ExplainableGuard: Interpretable Adversarial Defense for Large Language Models Using Chain-of-Thought Reasoning

TL;DR

ExplainableGuard is a novel framework that uses chain-of-thought reasoning to detect, neutralize, and explain adversarial attacks on large language models, enhancing transparency and trustworthiness.

Contribution

It introduces an interpretable adversarial defense method leveraging chain-of-thought reasoning, providing step-by-step explanations and improved trust in LLM security.

Findings

Effective detection and neutralization of adversarial attacks.

Human evaluations favor ExplainableGuard's explanations.

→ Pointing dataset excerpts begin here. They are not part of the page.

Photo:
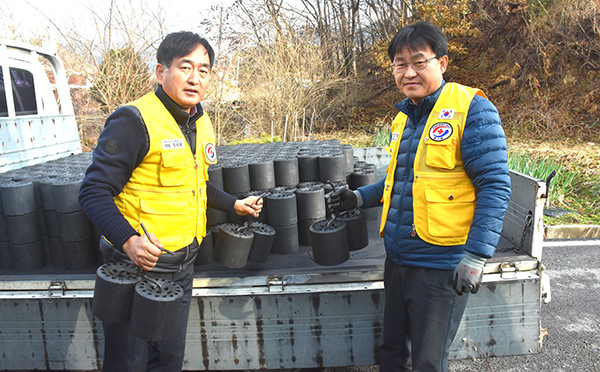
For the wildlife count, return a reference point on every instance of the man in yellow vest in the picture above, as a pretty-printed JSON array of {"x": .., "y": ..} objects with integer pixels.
[
  {"x": 150, "y": 167},
  {"x": 444, "y": 198}
]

Promising results on GLUE and IMDB datasets.

Abstract

Large Language Models (LLMs) are increasingly vulnerable to adversarial attacks that can subtly manipulate their outputs. While various defense mechanisms have been proposed, many operate as black boxes, lacking transparency in their decision-making. This paper introduces ExplainableGuard, an interpretable adversarial defense framework leveraging the chain-of-thought (CoT) reasoning capabilities of DeepSeek-Reasoner. Our approach not only detects and neutralizes adversarial perturbations in text but also provides step-by-step explanations for each defense action. We demonstrate how tailored CoT prompts guide the LLM to perform a multi-faceted analysis (character, word, structural, and semantic) and generate a purified output along with a human-readable justification. Preliminary results on the GLUE Benchmark and IMDB Movie Reviews dataset show promising defense efficacy. Additionally, a human evaluation study reveals that ExplainableGuard's explanations outperform ablated variants in clarity, specificity, and actionability, with a 72.5% deployability-trust rating, underscoring its potential for more trustworthy LLM deployments.